Let's do some Exploratory Data Analysis (EDA)! As a data scientist, you often may find yourself given a data set you've never seen before, and asked to do a rapid analysis. This is today's goal.

# Prompt

You work for a telecommunications company. The company has been storing metadata about customer phone usage, as part of the regular course of business. Currently, this data is sitting in an unsecured database. The company doesn't want to pay to increase their database security, because they don't think there's really anything to be learned from the metadata.

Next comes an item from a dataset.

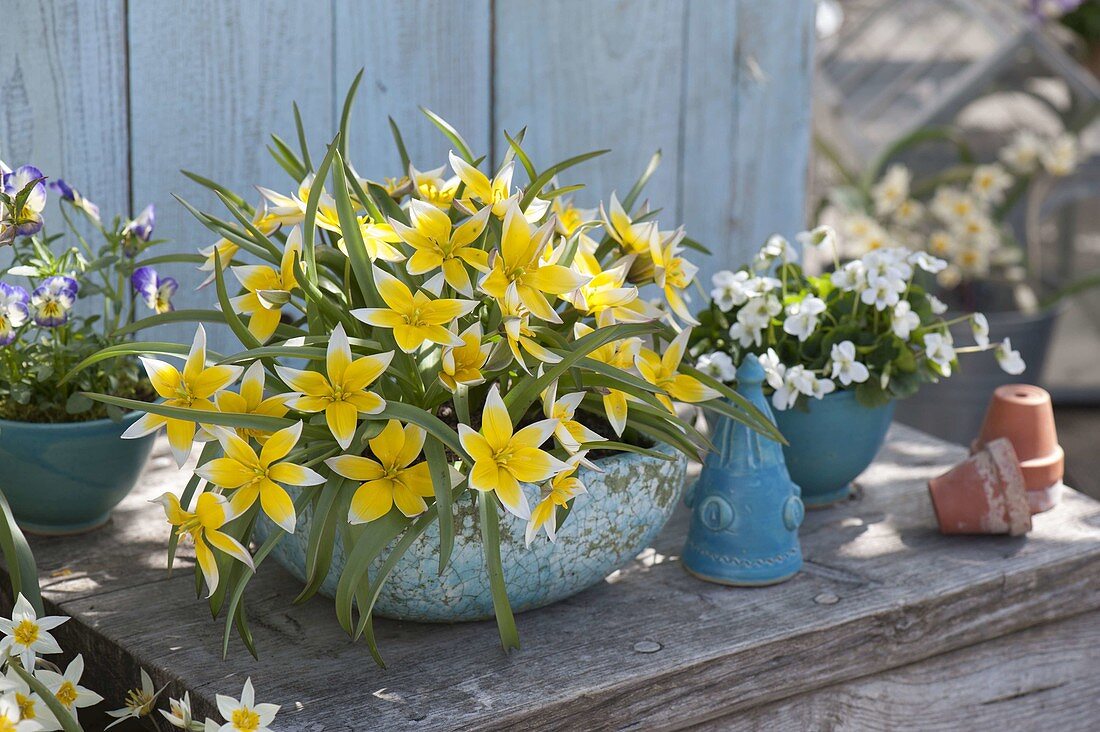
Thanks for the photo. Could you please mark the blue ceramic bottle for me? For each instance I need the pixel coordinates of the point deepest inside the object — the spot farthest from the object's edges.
(746, 511)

They are under pressure from "right to privacy" organizations to beef up the database security. These organizations argue that you can learn a lot about a person from their cell phone metadata.

The telecom company wants to understand if this is true, and they want your help. They will give you one person's metadata for 2014 and want to see what you can learn from it.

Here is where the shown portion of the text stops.